Serving the Public Better, Together

Bev Godwin, Director, and Web Best Practices at U.S. General Services Administration, gave a warm shout out and outlined the incredible accomplishments of the government web manager community at the Gov 2.0 Summit.

During the Summit, when people were discussing barriers and success factors, time and again they repeated the mantra, it's not about the technology but about the people.

Did you know that 1,600 web managers participate in an open, collaborative, sharing community with the goal to make the best government websites in the world? Across local, state and federal agencies, school districts, departments? Breaking down silos and working with IT, legal, records, procurement, and program staff?

For more on how federal web managers collaborate and information on best practices and how to better serve citizens using the Web and new media see

As Bev said, "Let's stop this madness and get organized!"

[so's you know, I am a proud member of this community.]


  1. Wow... thats great..!! By being altogether is better always..!! By helping each other and creating a revolution throughout is the better step taken to promote the Nation high..!!

  2. Bev Godwin said that, in wake of Karina, the web-managers got together and decided "to use the same terms in the same way" on their websites.

    IMHO, it sounds like Bev, in addressing the "Gov2.0" community (and not just the audience at the Gov20 Summit) is saying that, in order to "Stop the Madness, and Get Organized", one of the first steps is to:

    Use the SAME TERMS in the SAME WAY!!!

    For example, everyone is using the same term "Gov2.0" .... but NOT in the SAME WAY!

    Many people at the Gov2.0 Summit are under the impression that "Gov2.0" only involves "Web2.0" social networking tools.

    Yet, Bev describes the growth of the community/network of federal web-managers by use of (gasp!) an email-listserv!

    Social networking with a "pre-Web" tool?! This is heresy to those who would have us believe that "social networking" can, or should, ONLY occur with the "new" tools, e.g., Facebook, Twitter, etc.

    So, until we clear up the terminology, many people will indulge themselves in their own personal definition of "What Gov2.0 Means to ME" ... and our conversations on this topic will continue to be seen by others as just babble.

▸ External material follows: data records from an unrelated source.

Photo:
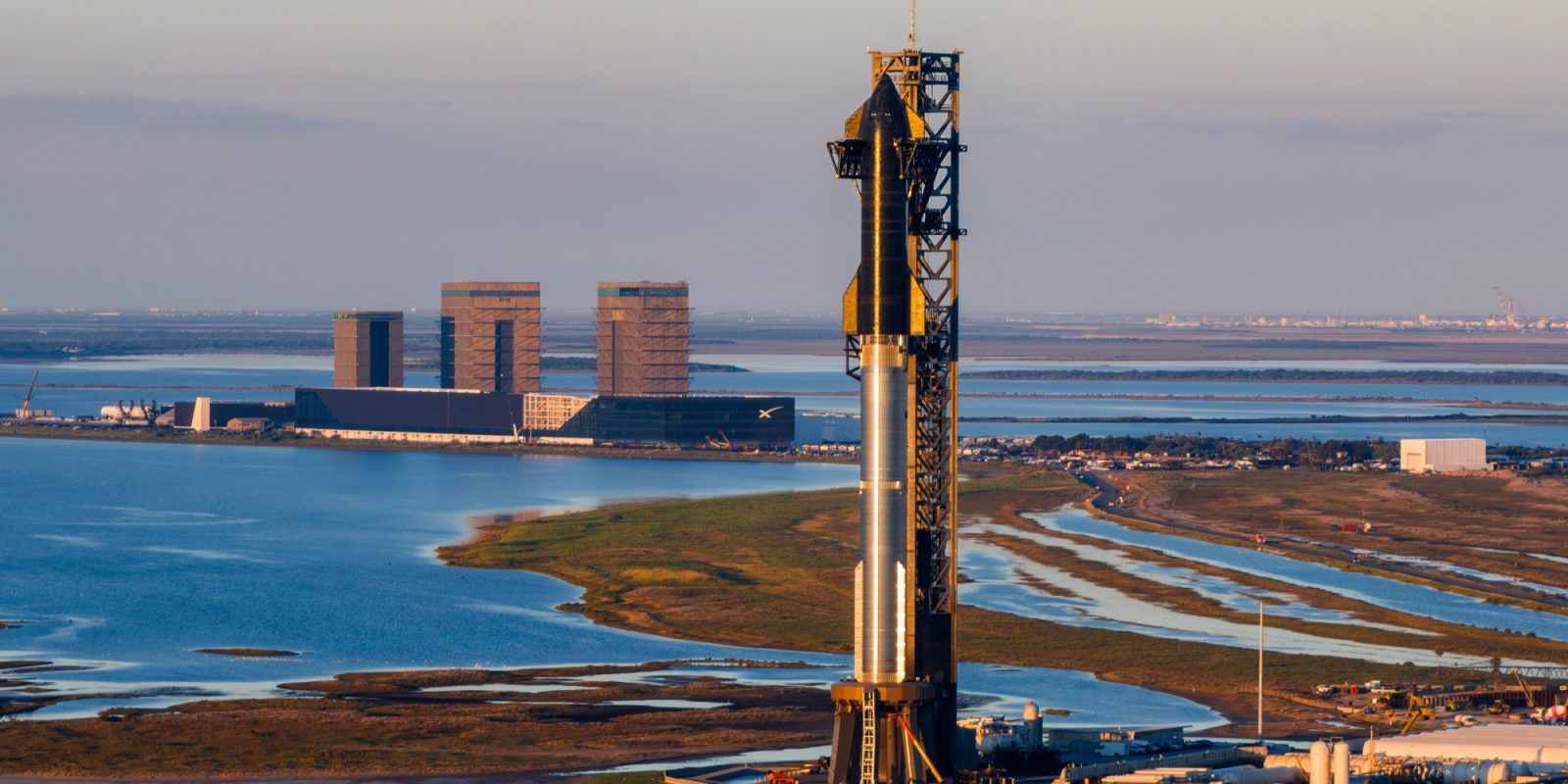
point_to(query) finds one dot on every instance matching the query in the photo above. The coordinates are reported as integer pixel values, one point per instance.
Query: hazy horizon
(1222, 157)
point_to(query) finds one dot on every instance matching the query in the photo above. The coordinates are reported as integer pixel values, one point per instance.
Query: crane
(1510, 308)
(1529, 694)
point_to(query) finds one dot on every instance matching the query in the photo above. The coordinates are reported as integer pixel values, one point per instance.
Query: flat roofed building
(490, 336)
(643, 337)
(1442, 455)
(454, 415)
(368, 349)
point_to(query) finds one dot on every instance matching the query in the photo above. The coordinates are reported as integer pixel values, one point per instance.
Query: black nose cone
(885, 112)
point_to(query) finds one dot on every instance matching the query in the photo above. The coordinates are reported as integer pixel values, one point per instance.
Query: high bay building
(368, 349)
(490, 336)
(643, 337)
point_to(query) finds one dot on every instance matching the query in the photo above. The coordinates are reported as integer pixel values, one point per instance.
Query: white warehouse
(1440, 455)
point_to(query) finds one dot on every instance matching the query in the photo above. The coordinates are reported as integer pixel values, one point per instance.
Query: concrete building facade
(490, 336)
(1440, 455)
(643, 339)
(368, 349)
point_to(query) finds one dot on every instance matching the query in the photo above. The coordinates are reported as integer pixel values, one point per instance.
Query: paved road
(1105, 496)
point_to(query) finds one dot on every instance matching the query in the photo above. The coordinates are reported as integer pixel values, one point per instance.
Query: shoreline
(1007, 637)
(138, 435)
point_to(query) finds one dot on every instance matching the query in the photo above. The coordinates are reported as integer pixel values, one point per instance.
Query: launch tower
(896, 720)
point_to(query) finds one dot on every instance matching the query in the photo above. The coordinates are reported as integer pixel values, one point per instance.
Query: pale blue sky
(1324, 156)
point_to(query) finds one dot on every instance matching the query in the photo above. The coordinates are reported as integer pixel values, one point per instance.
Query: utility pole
(1259, 668)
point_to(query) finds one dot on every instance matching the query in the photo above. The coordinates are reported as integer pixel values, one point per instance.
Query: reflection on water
(820, 384)
(176, 548)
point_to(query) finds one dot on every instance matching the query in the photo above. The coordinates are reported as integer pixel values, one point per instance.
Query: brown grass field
(1455, 517)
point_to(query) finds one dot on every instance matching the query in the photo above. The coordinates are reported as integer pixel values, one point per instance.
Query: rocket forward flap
(852, 127)
(852, 306)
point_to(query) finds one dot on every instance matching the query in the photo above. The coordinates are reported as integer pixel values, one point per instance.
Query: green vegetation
(376, 723)
(776, 569)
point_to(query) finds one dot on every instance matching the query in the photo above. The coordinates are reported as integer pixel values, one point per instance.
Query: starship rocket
(883, 306)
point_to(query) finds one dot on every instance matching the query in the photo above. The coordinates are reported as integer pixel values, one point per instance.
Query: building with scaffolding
(368, 349)
(490, 336)
(643, 337)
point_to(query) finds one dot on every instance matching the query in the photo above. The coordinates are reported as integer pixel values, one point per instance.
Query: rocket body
(880, 310)
(883, 574)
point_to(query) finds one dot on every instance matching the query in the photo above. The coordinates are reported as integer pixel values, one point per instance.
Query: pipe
(1341, 762)
(1317, 757)
(1250, 775)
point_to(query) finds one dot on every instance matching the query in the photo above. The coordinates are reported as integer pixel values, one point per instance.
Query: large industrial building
(1442, 455)
(643, 337)
(490, 336)
(368, 349)
(463, 416)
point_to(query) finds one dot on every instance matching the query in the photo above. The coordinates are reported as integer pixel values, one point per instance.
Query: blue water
(819, 384)
(125, 557)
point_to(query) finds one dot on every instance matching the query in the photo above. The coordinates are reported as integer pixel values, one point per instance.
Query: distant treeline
(1286, 375)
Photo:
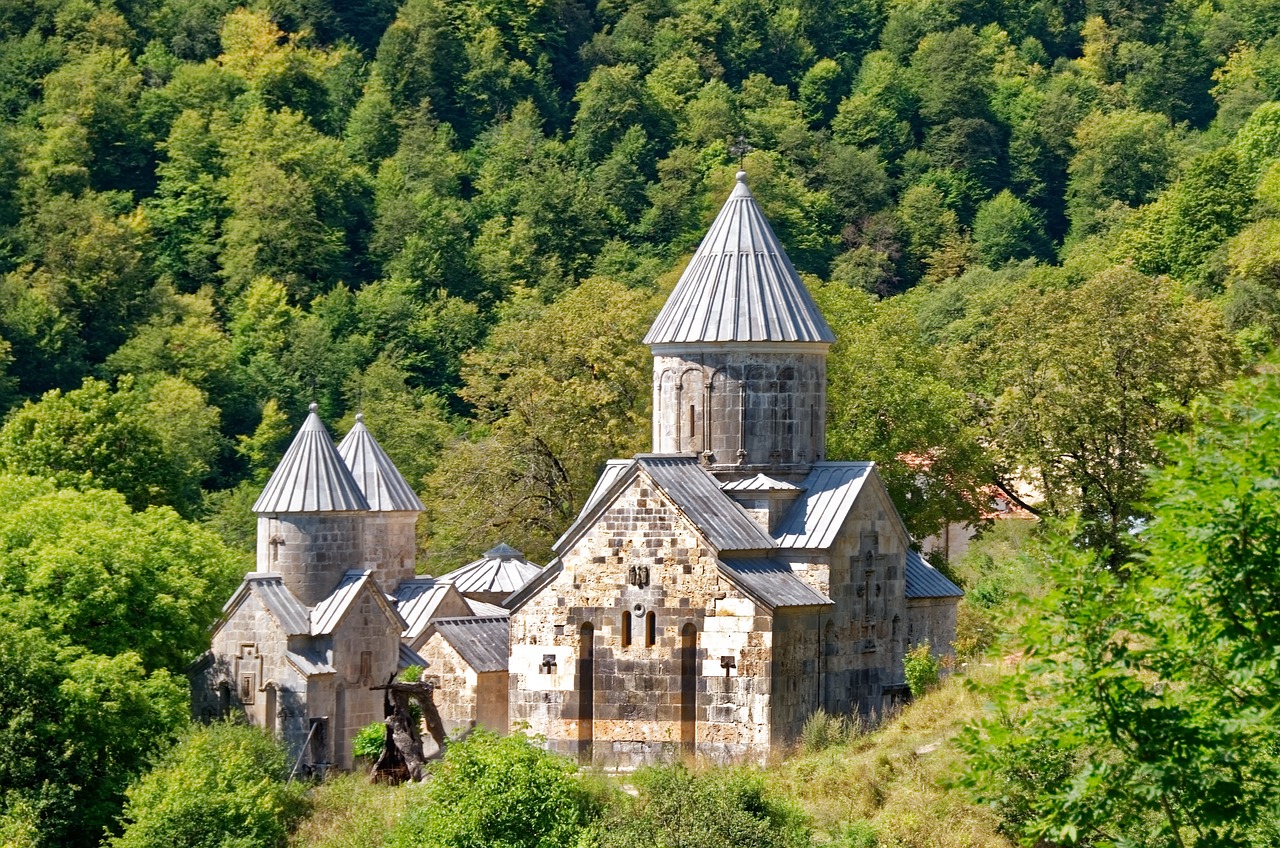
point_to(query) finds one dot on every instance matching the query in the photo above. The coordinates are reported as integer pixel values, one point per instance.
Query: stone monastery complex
(709, 597)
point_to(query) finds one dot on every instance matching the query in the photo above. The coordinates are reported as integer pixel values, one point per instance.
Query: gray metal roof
(521, 596)
(407, 657)
(311, 477)
(489, 610)
(772, 583)
(417, 601)
(382, 483)
(817, 516)
(501, 569)
(613, 469)
(699, 497)
(327, 615)
(483, 643)
(923, 580)
(310, 661)
(279, 602)
(740, 286)
(759, 483)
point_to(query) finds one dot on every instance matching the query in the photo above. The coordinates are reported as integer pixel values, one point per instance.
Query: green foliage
(87, 570)
(152, 446)
(369, 741)
(1105, 369)
(721, 807)
(1008, 229)
(920, 669)
(490, 790)
(561, 388)
(223, 784)
(77, 728)
(1147, 712)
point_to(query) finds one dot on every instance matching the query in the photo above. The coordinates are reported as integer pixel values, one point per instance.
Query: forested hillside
(460, 217)
(1042, 229)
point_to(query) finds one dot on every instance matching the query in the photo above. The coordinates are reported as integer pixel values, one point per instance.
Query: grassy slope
(887, 788)
(872, 790)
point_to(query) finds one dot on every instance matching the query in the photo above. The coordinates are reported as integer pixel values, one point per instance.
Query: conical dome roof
(311, 477)
(375, 474)
(740, 286)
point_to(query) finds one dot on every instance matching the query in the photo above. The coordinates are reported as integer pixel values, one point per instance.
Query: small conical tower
(740, 354)
(311, 516)
(391, 529)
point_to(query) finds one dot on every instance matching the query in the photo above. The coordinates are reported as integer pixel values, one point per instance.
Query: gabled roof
(698, 495)
(759, 483)
(327, 615)
(817, 515)
(772, 583)
(407, 657)
(417, 601)
(311, 477)
(923, 580)
(310, 661)
(613, 469)
(740, 286)
(540, 580)
(378, 478)
(483, 643)
(275, 597)
(691, 488)
(501, 569)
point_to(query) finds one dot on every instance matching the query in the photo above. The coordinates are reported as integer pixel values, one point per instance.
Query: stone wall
(932, 620)
(853, 655)
(248, 674)
(749, 409)
(365, 653)
(592, 674)
(391, 546)
(311, 551)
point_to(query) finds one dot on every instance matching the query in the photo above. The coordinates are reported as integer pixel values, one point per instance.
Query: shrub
(920, 668)
(498, 792)
(369, 741)
(220, 785)
(720, 807)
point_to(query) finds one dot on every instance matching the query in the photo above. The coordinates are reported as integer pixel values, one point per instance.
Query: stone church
(716, 593)
(708, 598)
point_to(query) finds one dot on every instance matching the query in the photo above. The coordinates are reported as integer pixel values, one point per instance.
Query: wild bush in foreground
(498, 792)
(222, 785)
(720, 807)
(920, 668)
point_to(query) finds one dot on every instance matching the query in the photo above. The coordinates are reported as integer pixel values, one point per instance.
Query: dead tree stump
(402, 756)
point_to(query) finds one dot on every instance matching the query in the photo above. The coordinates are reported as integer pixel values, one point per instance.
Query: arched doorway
(585, 689)
(688, 687)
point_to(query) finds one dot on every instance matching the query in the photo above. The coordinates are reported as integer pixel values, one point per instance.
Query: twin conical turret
(329, 509)
(740, 352)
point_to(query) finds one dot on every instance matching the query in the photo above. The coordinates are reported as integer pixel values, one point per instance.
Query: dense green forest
(1042, 229)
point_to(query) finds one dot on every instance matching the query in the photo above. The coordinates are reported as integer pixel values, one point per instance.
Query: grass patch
(348, 811)
(887, 788)
(859, 789)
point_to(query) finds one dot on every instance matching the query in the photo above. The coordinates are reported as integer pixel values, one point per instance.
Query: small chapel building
(708, 598)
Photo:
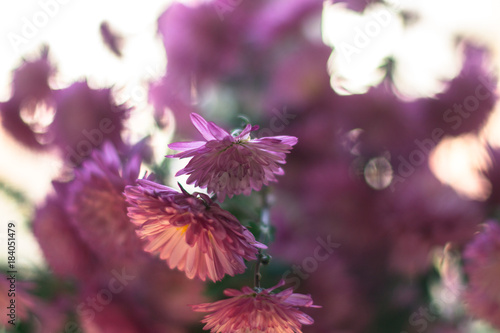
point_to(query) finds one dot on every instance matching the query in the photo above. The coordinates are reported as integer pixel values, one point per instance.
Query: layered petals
(190, 232)
(249, 310)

    FYI: I raised this concern about terminology on the Open Govt. Dialogue (See Point #4 at )

    Stephen Buckley

  3. Thanks for your comment @Stephen. You are right that using common terminology was critical in emergency communications, like Katrina. And maybe it's somewhat easier to gain consensus in the heat of battle. I don't know, tho, if gaining consensus on what Gov 2.0 is or means is the first step.

    IMHO the term has been morphing, but will eventually become defunct. If Gov 2.0 is the path to transparency, citizen participation and collaboration, great. But I am a great believer in the saying that there are many streams that lead into the great rivers that flow into the sea. Different people/agencies/orgs will take different paths, but the end point is better government.